Hippocrates is famous for his quote: “All disease begins in the gut.” In fact, if you have any of the following issues, there’s a good chance you have a disrupted gut.


  1. Food allergies or sensitivities
  2. Autoimmune disorders
  3. Poor digestion, bloating, gas, or nutrient malabsorption
  4. Irritable bowel syndrome, or inflammatory bowel disease, including Crohn’s or ulcerative colitis
  5. Thyroid issues such as hypothyroidism, particularly Hashimoto’s thyroiditis
  6. Mood disorders, including anxiety and depression
  7. Chronic pain in joints and muscles including arthritis and headaches
  8. Skin problems, including eczema, psoriasis, rosacea, and acne


7 Strategies to Restore Optimal Gut Health

Over 100 million Americans have digestive problems. Two of the top ten selling drugs in America are for digestive issues, costing us billions of dollars. Over 200 over-the-counter remedies exist for digestive disorders, many of which unfortunately create additional digestive problems. Intestinal disorders are among the most common causes for visits to primary care providers.

Most of us do not realize that poor digestive health wreaks havoc on our entire body, leading to allergies, arthritis, autoimmune disease, rashes, acne, chronic fatigue, mood disorders and dementia. Having a properly working gut is essential to our overall health.

There are 500 species and three pounds of bacteria in our gut; it’s a living and breathing factory that helps digest our food, produce vitamins, regulate hormones and excrete toxins. Too many bad bugs like parasites, yeasts or bad bacteria, or not enough of the good ones like lactobacillus or bifidobacteria, can lead to serious consequences.

Our gut has the big job of removing toxins that arrive via bile from the liver, a natural byproduct of our metabolism. If things get backed up, we will become toxic.
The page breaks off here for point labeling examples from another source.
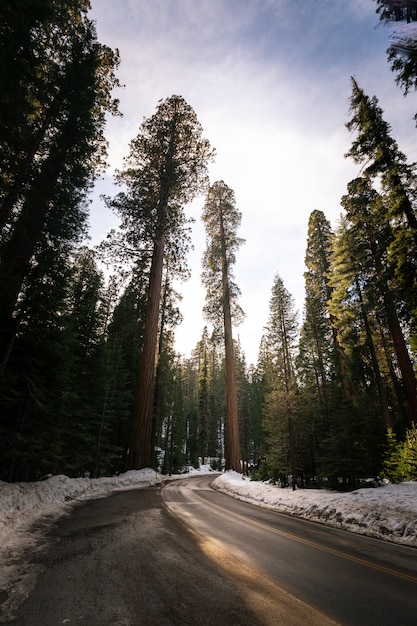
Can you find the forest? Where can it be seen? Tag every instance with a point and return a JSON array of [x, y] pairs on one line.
[[90, 383]]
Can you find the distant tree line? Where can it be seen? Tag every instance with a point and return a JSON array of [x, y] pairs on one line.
[[90, 383]]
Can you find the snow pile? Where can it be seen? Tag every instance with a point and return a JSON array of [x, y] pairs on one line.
[[23, 503], [404, 37], [386, 512]]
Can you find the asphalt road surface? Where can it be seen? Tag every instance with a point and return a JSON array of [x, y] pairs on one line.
[[183, 554]]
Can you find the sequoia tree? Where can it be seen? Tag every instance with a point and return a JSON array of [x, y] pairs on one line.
[[52, 148], [222, 219], [165, 169]]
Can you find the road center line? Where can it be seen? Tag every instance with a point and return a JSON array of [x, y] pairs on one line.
[[313, 544]]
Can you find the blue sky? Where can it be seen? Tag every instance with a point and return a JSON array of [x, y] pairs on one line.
[[270, 83]]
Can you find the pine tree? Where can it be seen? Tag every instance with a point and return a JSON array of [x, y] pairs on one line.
[[222, 219], [44, 195], [378, 152], [166, 168], [386, 165], [281, 340]]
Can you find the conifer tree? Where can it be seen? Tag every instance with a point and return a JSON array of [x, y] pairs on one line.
[[53, 150], [222, 219], [281, 340], [382, 161], [166, 168], [384, 164]]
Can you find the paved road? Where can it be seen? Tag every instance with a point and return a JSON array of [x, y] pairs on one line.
[[185, 554]]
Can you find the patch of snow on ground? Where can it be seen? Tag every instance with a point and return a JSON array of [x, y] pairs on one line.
[[388, 512]]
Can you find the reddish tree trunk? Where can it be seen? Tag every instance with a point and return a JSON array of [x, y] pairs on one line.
[[140, 447], [232, 447]]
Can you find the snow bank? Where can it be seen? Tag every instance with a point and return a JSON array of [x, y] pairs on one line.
[[387, 512], [23, 503]]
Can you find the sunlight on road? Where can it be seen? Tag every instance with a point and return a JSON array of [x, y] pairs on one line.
[[271, 604]]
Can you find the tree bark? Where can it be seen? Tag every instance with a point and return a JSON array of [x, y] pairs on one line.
[[232, 447], [140, 447]]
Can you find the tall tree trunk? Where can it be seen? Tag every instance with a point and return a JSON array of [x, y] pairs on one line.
[[18, 250], [140, 446], [404, 361], [374, 360], [232, 443], [232, 447]]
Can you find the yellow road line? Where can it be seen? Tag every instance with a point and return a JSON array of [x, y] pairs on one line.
[[380, 568]]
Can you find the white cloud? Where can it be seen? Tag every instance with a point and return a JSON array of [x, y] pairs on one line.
[[273, 101]]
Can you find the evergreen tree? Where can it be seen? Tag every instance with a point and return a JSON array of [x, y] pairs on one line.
[[378, 152], [222, 219], [281, 340], [165, 169], [53, 149], [386, 165]]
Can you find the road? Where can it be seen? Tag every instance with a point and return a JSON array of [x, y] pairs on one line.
[[184, 554]]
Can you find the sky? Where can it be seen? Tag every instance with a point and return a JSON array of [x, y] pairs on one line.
[[388, 512], [270, 83]]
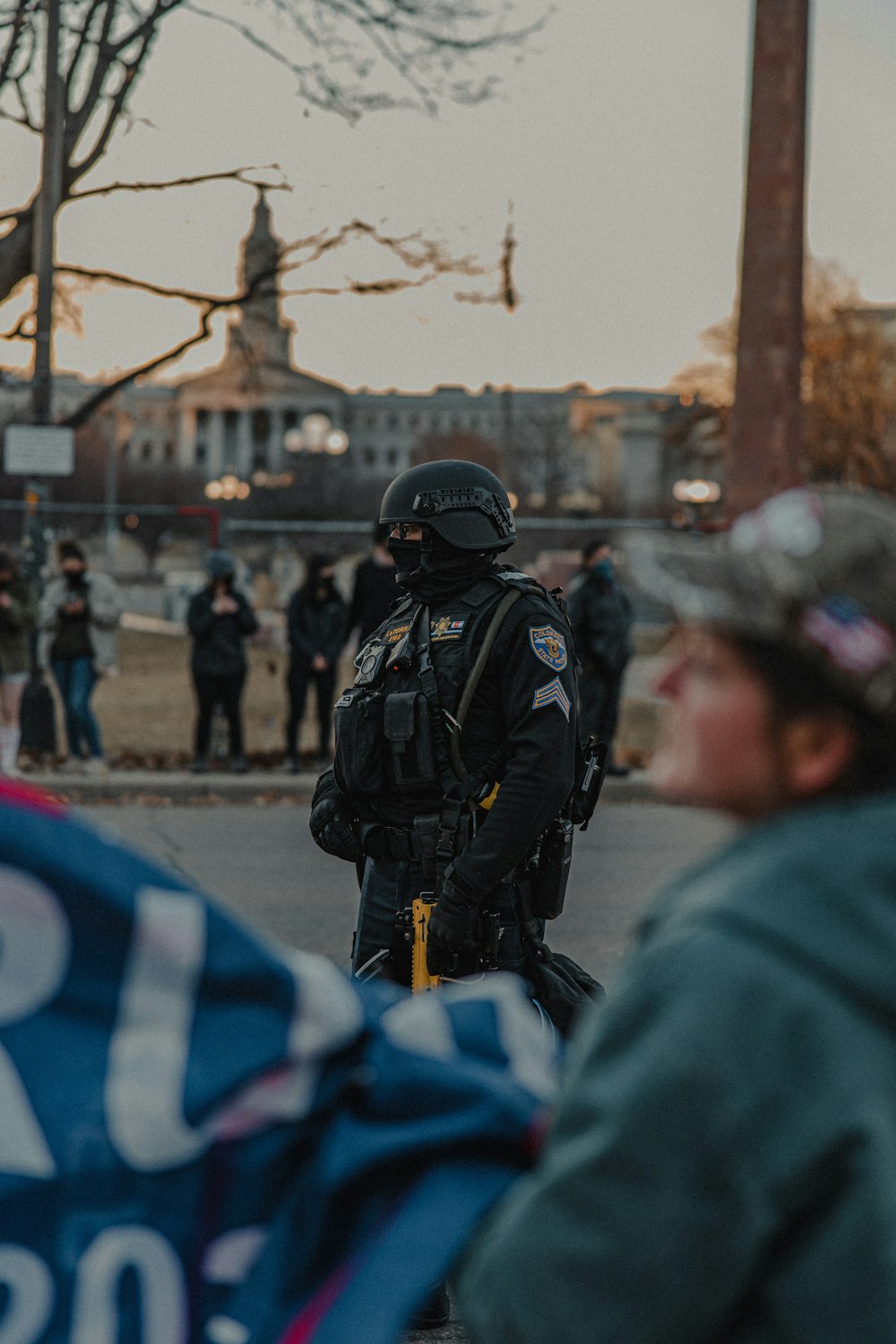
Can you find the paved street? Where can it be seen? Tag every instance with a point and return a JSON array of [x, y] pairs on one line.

Another barrier to good gut health is a compromised gut lining. Our entire immune system and our body is protected from the toxic environment in our gut by a layer only one cell thick. This thin layer covers a surface area the size of a tennis court! If that barrier becomes damaged, we will get sick and suffer from an overactive immune system that produces inflammation throughout the body.
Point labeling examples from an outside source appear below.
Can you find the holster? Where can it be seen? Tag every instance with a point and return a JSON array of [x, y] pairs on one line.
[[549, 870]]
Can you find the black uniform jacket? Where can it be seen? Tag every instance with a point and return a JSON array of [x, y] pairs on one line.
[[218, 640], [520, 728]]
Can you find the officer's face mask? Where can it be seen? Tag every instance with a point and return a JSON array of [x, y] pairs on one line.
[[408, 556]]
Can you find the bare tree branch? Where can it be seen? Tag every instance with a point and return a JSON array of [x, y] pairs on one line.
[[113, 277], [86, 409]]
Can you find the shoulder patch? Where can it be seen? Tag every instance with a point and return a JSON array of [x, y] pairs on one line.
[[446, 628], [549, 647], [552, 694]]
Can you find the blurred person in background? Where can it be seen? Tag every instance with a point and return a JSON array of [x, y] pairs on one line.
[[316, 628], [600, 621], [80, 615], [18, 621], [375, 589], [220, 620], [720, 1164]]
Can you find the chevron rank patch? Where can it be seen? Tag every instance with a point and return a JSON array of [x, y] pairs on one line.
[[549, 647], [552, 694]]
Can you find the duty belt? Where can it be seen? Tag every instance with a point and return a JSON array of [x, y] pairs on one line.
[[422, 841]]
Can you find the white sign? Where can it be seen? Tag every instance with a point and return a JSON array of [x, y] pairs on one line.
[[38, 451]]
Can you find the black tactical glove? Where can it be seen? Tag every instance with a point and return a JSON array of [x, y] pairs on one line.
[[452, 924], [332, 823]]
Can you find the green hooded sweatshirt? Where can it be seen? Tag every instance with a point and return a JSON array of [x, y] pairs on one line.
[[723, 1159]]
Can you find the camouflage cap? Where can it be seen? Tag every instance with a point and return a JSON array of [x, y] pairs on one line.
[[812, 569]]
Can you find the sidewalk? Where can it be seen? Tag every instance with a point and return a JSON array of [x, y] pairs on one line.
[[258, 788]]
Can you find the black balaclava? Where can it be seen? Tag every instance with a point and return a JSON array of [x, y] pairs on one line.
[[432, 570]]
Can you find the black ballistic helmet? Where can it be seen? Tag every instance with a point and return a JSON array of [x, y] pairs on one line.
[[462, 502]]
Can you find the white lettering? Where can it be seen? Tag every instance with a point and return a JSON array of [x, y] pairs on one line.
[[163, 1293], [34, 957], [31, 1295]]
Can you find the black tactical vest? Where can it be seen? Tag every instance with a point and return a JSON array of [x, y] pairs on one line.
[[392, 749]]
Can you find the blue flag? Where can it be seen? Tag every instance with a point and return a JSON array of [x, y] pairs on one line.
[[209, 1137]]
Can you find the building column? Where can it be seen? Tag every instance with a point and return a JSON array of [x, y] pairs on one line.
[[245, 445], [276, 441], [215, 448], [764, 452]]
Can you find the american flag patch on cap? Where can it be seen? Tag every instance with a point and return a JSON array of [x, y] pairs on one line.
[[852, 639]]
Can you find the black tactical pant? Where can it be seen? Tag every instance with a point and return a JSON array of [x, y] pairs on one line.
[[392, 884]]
As if this isn’t enough, our gut must break down all the food we eat into its individual components and separate out the vitamins and minerals we need to stay healthy. It is easy to understand why even in a perfect world our gut might have a hard time keeping up.

So, how do we keep our gut healthy?

Remember that every case is different. Strategies to improve gut health should be individualized. Consult a functional or holistic health care provider for treatment options. That said, everyone can benefit from employing healthy practices to restore good gut health and functioning:

  1. Take digestive enzymes with meals. These help break down food while our gut heals. You may need these for two or three months, and many people benefit from taking them permanently.
  2. Remove sugary, processed foods. Besides wrecking your gut, these foods contribute to diabetes and obesity. Replace these with real, whole, fresh foods. Take an afternoon to hunt and gather in the kitchen. No excuses. If it is not real food, throw it out.
  3. Eat an anti-inflammatory diet.Inflammation underlies many gut conditions, so we want to incorporate plenty of anti-inflammatory foods like wild-caught fish into our diet. Fish oil and an anti-inflammatory protein powders can also reduce inflammation in our gut.
  4. Take gut-healing nutrients.Other nutrients that help heal the lining of the gut include zinc and glutamine. You might also consider a combined gut-healing nutrient supplement.
  5. Eat fermented foods.Include plenty of probiotic-rich foods like kimchi, kombucha, miso or sauerkraut. These are all foods that help our gut flora get and stay healthy.
  6. Exercise regularly.Even 30 minutes of vigorous walking can help improve gut conditions.
  7. Reduce stress. Studies exist that show chronic stress can increase gut issues. Whether you choose to use yoga, meditation or deep breathing, you want to do something that controls stress that you can do regularly.


If you are not getting better, you may need medical help such as treatment for small intestinal bacterial overgrowth, food allergies or other underlying infections or conditions. Imagine experiencing renewed health from the inside out. Start showing some love for your gut today.